Frieza, objetividade e imparcialidade é,
exatamente, o que está faltando tanto do
lado dos imediatamente interessados, judeus e
palestinos, ou, em termos mais largos, americanos
e árabes, quanto daqueles a quem cabe exercer
o árduo e inconfortável papel do
tradicional "deixa disso!". Interferir
numa briga de bêbados não é
cômodo. Pior ainda, numa querela em torno
de questões religiosas. A paixão
irascível é contagiosa. Fui embaixador
em Israel de 1967 a 1970 e tenho uma posição
tomada. Mas é com enorme dificuldade que
a procuro manter equilibrada ante o espetáculo
do desencadeamento de intratáveis paixões
homicidas, terrorismo, fanatismo suicida, vendeta,
ambições territoriais, etc.
A situação é agravada pela
guinada que a diplomacia brasileira deu, há
30 anos, sob influência de vários
chefes da Casa a que pertenci, alguns que muito
admiro, mas um dos quais sempre cordialmente me
desagradou. Este cavalheiro já influenciava
os lances de nossa política externa como
embaixador em Genebra, antes mesmo de eu embarcar
para Tel-Aviv, tornando-se francamente o líder
do "terceiro-mundismo" antiamericano
como chanceler de Geisel e, através de
seu sonolento sucessor, ao tempo de Figueiredo.
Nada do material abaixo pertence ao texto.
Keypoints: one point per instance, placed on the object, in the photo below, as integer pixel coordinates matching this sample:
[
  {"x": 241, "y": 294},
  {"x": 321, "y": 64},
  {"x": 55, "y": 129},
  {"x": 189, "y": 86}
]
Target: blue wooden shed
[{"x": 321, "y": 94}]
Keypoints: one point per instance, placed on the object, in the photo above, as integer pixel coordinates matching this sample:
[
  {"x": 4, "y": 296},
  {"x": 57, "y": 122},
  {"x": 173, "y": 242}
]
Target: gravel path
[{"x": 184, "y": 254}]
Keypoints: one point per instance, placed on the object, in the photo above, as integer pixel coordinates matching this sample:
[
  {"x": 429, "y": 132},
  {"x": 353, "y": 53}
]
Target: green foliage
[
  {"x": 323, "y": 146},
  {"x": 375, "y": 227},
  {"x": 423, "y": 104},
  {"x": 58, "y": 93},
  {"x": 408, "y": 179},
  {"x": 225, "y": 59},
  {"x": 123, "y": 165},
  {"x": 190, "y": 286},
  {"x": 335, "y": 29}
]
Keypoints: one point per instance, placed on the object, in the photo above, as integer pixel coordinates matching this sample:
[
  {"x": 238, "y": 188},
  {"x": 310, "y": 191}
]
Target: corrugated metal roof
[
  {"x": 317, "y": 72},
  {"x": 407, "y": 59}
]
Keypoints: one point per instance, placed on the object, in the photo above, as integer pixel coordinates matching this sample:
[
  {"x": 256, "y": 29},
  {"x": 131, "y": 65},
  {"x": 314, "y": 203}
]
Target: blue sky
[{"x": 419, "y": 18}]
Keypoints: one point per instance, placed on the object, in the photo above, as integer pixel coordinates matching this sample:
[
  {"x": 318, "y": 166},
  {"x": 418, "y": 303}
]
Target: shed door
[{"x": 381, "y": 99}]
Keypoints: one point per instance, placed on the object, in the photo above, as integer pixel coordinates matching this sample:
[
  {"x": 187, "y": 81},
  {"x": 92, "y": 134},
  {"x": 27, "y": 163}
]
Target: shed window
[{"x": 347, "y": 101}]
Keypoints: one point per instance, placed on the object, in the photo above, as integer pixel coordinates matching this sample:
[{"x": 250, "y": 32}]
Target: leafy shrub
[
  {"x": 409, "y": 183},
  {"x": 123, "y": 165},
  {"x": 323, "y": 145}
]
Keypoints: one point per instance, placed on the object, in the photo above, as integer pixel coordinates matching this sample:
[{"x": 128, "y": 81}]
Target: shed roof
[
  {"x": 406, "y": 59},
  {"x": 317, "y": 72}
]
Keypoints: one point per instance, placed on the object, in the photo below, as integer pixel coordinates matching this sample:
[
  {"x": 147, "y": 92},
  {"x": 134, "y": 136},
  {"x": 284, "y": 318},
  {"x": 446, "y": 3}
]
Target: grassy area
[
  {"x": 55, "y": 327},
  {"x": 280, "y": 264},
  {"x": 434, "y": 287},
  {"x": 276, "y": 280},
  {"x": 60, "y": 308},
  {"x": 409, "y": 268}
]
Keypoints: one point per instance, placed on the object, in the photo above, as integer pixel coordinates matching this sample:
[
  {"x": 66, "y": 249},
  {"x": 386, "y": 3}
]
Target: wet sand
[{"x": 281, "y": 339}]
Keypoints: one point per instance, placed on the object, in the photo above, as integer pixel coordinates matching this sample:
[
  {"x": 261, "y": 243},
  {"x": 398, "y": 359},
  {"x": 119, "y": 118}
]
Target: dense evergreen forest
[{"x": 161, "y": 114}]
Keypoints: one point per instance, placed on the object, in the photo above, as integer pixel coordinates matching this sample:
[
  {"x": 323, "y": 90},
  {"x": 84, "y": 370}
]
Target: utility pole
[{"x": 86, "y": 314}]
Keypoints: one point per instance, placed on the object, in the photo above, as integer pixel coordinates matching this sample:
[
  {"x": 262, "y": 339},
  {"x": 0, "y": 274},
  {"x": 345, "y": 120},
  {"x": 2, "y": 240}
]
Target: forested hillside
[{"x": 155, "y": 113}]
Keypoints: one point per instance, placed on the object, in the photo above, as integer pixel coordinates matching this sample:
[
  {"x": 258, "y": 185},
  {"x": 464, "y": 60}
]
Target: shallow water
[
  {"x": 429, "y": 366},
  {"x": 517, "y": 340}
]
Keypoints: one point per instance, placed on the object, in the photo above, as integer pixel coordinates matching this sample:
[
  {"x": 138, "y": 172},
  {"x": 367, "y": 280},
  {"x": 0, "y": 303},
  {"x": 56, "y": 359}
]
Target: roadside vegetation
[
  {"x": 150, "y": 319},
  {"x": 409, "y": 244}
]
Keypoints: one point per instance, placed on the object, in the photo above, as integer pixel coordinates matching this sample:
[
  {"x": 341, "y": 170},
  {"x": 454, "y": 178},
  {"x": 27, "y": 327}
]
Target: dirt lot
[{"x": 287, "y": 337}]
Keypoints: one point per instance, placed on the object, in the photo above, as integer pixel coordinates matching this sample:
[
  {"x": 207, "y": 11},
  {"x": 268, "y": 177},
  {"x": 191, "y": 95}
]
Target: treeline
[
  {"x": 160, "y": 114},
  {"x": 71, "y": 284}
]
A grande cartada consistia em pretender desviar
para o Brasil os petrodólares que se acumularam
de forma gigantesca nas décadas 1970/80.
Mas, em vez de nos locupletarmos com o tesouro
de Ali Babá, foi o Brasil que investiu
pesadamente na região, particularmente
no Iraque. Como não era Bagdá um
posto de tout repos, foi esnobado pelo diplomatas
de carreira e, por longos anos, entregue a um
general reformado que criou fortes laços
de amizade com o tirano local - o mesmo que ainda
hoje governa a nação infeliz.
O coleguismo da farda valia mais do que a experiência
da carrière.
Petrobrás, Engesa, Mendes Júnior,
Avibrás, Embraer e não sei mais
que empresa brasileira se dedicaram, com o maior
afinco, a cavar poços, construir ferrovias,
abrir estradas, fornecer tecnologia de míssil
e, ao fim, desenvolver por algumas centenas de
milhões de dólares um tanque pesado.
O famoso Osório foi especialmente concebido
- não para combater nas coxilhas gaúchas,
então ameaçadas, segundo alguns
pessimistas, pela crise de megalomania paranóica
dos generais e almirantes argentinos, mas a enfrentar
tanques israelenses e/ou ianques nas areias do
deserto. De tudo isso resultou numa verdadeira
estória das "1001 Noites". Para
encurtar: bilhões de dólares brasileiríssimos
engolidos à fonds perdus nas ditas areias
movediças. A Petrobrás perdeu sua
"província pioneira mais rica do mundo"
e os sauditas preferiram, com razões de
sobra, investir no mais moderno tanque americano
Abrams. De tudo sobrou, porém, de modo
algo misterioso, uma sombra tenaz de simpatia
por Saddam Hussein: há um quê de
masoquismo no caráter brasileiro...
Ora, segundo fontes israelenses e a opinião
de alguns colegas mais sutis que serviram na área,
é Saddam o mais pérfido, mais astuto
e mais inexorável de todos os mafiosos
que governam o Oriente Médio. O velho Bush
não o quis derrubar, na Guerra do Golfo,
para mantê-lo como reserva árabe
"sunita", frente a qualquer agravamento
da histeria fundamentalista iraniana "xiita".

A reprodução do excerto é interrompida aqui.